Report from consulting expert to stay secret, appeals court rules

David Yates Aug. 24, 2010, 10:43am

A report entailing the "mental impressions" of a "consulting-only expert," who aided in formulating legal strategies in an automobile collision lawsuit, will stay secret, thanks to a recent appeals court ruling.

In January 2007, Pennsylvania resident Brandon Culp filed suit against Nevada-based Schneider National Carriers and one its truck drivers, Beaumont resident Phillip Johnson.

Court papers show that on Jan. 9, 2005, Culp was traveling westbound on Highway 20 in Mississippi when Johnson, who was carrying a load for Schneider, rear-ended him and forced him into the guardrail, causing the vehicle to overturn and eject him onto the highway pavement.

After filing the suit, Culp's counsel, Mississippi attorney James Nobles Jr., attempted to contact former Schneider employee and claims representative Mehdi Arradizadeh, court papers say.

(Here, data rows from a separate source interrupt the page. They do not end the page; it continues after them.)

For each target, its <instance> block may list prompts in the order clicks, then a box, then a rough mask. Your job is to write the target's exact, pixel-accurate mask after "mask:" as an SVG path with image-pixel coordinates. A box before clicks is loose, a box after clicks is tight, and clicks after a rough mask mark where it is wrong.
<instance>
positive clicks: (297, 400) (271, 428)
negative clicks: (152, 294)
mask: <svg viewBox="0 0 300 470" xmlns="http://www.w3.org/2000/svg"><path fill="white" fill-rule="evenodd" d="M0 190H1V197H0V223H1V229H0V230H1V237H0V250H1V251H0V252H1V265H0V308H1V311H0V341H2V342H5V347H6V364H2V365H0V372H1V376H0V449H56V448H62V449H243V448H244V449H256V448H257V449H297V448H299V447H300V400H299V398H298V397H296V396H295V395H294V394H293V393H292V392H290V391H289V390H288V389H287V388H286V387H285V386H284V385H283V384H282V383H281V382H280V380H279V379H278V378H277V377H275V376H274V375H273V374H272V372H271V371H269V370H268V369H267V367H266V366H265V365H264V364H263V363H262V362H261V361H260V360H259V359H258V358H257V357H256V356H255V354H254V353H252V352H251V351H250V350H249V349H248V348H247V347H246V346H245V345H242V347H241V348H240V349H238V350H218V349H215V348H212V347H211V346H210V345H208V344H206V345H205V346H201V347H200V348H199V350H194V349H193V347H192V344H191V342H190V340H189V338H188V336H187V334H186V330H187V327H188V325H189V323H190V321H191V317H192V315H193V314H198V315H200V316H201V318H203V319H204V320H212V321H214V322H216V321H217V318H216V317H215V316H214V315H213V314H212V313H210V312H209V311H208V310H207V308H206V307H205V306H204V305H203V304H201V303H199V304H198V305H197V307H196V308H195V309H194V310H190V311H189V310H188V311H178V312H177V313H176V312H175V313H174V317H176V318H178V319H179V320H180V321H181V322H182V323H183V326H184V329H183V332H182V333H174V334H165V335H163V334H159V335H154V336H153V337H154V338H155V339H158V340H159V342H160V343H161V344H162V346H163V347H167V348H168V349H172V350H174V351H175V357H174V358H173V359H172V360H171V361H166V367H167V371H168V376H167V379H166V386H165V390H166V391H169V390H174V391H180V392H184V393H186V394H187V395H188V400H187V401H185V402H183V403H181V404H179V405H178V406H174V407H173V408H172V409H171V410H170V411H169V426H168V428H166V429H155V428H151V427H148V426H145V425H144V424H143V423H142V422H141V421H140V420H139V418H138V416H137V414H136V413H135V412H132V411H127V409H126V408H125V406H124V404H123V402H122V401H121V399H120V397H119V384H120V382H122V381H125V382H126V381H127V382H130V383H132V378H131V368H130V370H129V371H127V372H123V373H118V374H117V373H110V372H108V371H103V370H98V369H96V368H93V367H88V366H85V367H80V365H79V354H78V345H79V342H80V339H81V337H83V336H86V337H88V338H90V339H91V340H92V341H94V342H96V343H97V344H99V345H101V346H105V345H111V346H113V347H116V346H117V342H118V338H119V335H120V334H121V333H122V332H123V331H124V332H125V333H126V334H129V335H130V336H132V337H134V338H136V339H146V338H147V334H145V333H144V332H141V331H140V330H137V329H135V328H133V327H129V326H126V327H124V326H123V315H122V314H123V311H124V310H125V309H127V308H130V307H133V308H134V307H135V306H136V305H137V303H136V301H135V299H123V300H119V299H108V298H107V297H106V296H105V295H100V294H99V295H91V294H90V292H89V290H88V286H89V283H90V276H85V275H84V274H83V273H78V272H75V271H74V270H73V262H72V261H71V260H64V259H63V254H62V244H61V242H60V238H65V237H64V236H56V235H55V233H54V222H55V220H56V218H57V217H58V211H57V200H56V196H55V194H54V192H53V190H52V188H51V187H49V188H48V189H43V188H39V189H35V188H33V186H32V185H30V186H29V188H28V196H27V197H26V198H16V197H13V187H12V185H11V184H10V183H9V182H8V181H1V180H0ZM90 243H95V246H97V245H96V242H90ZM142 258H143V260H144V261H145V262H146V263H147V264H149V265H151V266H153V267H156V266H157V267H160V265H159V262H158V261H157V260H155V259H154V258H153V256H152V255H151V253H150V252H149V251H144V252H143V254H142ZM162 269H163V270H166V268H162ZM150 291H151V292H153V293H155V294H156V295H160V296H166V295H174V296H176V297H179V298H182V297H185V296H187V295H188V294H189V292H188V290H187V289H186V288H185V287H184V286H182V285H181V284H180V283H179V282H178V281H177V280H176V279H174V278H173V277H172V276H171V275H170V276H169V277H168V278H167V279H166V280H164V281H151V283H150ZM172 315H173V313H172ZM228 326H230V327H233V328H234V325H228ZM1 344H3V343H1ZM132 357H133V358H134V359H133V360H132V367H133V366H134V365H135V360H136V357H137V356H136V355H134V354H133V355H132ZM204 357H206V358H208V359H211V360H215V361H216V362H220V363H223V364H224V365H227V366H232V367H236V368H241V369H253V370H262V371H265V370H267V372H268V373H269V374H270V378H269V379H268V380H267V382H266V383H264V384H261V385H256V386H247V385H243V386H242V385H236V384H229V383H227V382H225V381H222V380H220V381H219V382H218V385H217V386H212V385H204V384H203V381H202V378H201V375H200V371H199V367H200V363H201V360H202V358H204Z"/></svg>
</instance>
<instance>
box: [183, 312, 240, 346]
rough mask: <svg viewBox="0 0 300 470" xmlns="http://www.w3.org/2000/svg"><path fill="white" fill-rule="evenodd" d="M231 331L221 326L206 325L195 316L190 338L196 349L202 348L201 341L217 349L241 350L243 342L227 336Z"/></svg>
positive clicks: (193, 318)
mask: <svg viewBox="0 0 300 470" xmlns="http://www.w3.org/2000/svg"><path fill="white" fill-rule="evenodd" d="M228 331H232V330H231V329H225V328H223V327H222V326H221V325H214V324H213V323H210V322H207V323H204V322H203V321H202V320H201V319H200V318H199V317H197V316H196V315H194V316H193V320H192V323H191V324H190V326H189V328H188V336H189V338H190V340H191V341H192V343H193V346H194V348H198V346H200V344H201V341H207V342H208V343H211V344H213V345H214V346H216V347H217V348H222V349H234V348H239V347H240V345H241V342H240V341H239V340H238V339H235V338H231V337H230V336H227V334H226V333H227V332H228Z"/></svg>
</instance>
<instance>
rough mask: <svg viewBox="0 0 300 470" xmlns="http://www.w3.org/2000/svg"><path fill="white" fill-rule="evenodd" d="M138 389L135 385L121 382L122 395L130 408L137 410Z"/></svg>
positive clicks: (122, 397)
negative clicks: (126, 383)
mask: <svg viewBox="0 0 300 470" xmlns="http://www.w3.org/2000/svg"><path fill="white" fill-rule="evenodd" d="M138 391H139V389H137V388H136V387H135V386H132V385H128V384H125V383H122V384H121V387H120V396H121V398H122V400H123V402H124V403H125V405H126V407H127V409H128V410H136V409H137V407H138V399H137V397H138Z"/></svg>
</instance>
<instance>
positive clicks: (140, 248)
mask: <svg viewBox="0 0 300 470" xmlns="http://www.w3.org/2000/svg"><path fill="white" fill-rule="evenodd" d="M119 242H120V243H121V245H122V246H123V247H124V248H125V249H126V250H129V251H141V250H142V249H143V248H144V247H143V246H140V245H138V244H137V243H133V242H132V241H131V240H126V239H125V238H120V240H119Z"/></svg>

In response, Johnson and Schneider filed a motion for protective order, petitioning Judge Gary Sanderson, 60th District Court, to cease all of Nobles' communications with Arradizadeh and to compel him to identify "all fact witnesses he refused to disclose, including all former (defendant) employees ... who he improperly characterized as 'consulting experts' to evade disclosure."

Culp agreed to cease attempting to contact Arradizadeh, but refused to disclose the identity of former Schneider employees that he characterized as consulting experts, court papers say.

However, on June 16 Judge Sanderson granted the motion and ordered Culp to give up the identities of the Schneider employees, forcing him to appeal.

On appeal, Culp contends the judge abused his discretion by ordering the disclosure of information regarding the identity of the "consulting-only expert," and to disclose the report of the incident, which entailed the "mental impressions" of the expert, court papers say.

On Aug. 19 justices seated on the Ninth Court of appeals released a per curiam opinion partially granting Culp's appeal.

Justices found that Culp failed to show Judge Sanderson erred by ordering him to give up the identity of consultant but did, however, find that the judge erred in ordering him to disclose his report on the matter.

"Because the real parties in interest may not discover information about relator's litigation strategies, after reviewing the report, we conclude that relator may not be required to disclose the individual's report," the opinion states.

"Accordingly ... we conditionally grant a writ of mandamus and instruct the trial court to vacate that portion of the June 16, 2010, order that requires relator to disclose the individual's report. We are confident that the trial court will comply, and the writ will issue only if it does not."

Schneider and Johnson are represented by attorneys Jon B. Burmeister, Marvin B. Peterson Jr. and Mary Ann Starks.